PLANS to bulldoze a historic Hampshire hotel and transform the site have been hit by a delay caused by the Covid-19 crisis.
An application to replace most of the Lyndhurst Park Hotel with 77 homes, eight holiday apartments and five shops was due to be submitted this month.
But the New Forest National Park Authority (NPA) is being asked to allow the security fences surrounding the site to remain until October next year.
Known as hoardings, the fences were erected after the derelict hotel was repeatedly targeted by thieves and vandals.
In a letter to the NPA, Chapman Lily Planning, representing the owners, Hoburne Development, says: "The current Covid-19 emergency has resulted in this request for the hoardings to be place for a further 18 months - the implication being that the planning application and construction programme has been delayed.
"The retention of the hoardings is necessary to deter further trespass and anti-social behaviour in advance of the future development of the site."
A Hoburne spokesperson added: “Due to the current climate and the time it will now take to get through the planning process, we must keep the site secure for a longer period than we first anticipated."
Plans to demolish most of the hotel were unveiled two months ago, when Hoburne vowed to save the most historic part of the building.
The company confirmed that the facade, designed with the help of legendary author Arthur Conan Doyle, would be retained and converted into holiday apartments.

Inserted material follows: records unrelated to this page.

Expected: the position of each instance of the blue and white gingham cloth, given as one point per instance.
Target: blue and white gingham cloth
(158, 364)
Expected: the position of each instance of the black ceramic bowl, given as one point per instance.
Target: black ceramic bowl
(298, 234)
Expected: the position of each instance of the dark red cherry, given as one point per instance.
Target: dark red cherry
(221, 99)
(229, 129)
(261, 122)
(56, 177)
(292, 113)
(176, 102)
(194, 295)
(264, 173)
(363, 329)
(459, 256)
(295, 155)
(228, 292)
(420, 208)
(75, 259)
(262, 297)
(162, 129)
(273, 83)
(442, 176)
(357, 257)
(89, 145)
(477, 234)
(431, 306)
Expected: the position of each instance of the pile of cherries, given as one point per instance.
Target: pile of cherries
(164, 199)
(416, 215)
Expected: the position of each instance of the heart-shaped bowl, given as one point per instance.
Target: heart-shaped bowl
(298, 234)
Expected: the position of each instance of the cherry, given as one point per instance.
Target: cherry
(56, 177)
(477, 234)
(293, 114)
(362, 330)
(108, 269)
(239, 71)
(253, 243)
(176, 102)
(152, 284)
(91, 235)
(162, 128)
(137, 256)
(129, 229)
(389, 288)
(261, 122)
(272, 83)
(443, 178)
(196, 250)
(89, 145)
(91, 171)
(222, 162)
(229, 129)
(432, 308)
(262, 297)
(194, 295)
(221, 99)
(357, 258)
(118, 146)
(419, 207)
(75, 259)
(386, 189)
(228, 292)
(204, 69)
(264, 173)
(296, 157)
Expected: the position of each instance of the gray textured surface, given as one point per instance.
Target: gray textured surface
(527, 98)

Conan Doyle, creator of the famous Sherlock Holmes, was a frequent visitor to Lyndhurst.
The site was at the centre of a long-running battle between planners and its previous owners.
An application by PegasusLife to replace the building with 74 sheltered apartments and a dozen holiday homes was rejected by the NPA.
A subsequent proposal for 75 flats and 15 affordable homes was also turned down after sparking 800 objections.
Protesters included the Victorian Society, which said: "The former Lyndhurst Park Hotel currently stands as the only remaining building designed by Arthur Conan Doyle.
"Archive material shows Conan Doyle visiting in 1912 and by autumn that year the hotel had been transformed, with a third floor extension and new façade, all designed by Conan Doyle."
The hotel has been branded an eyesore since it closed in 2014. Earlier this year part of the complex collapsed.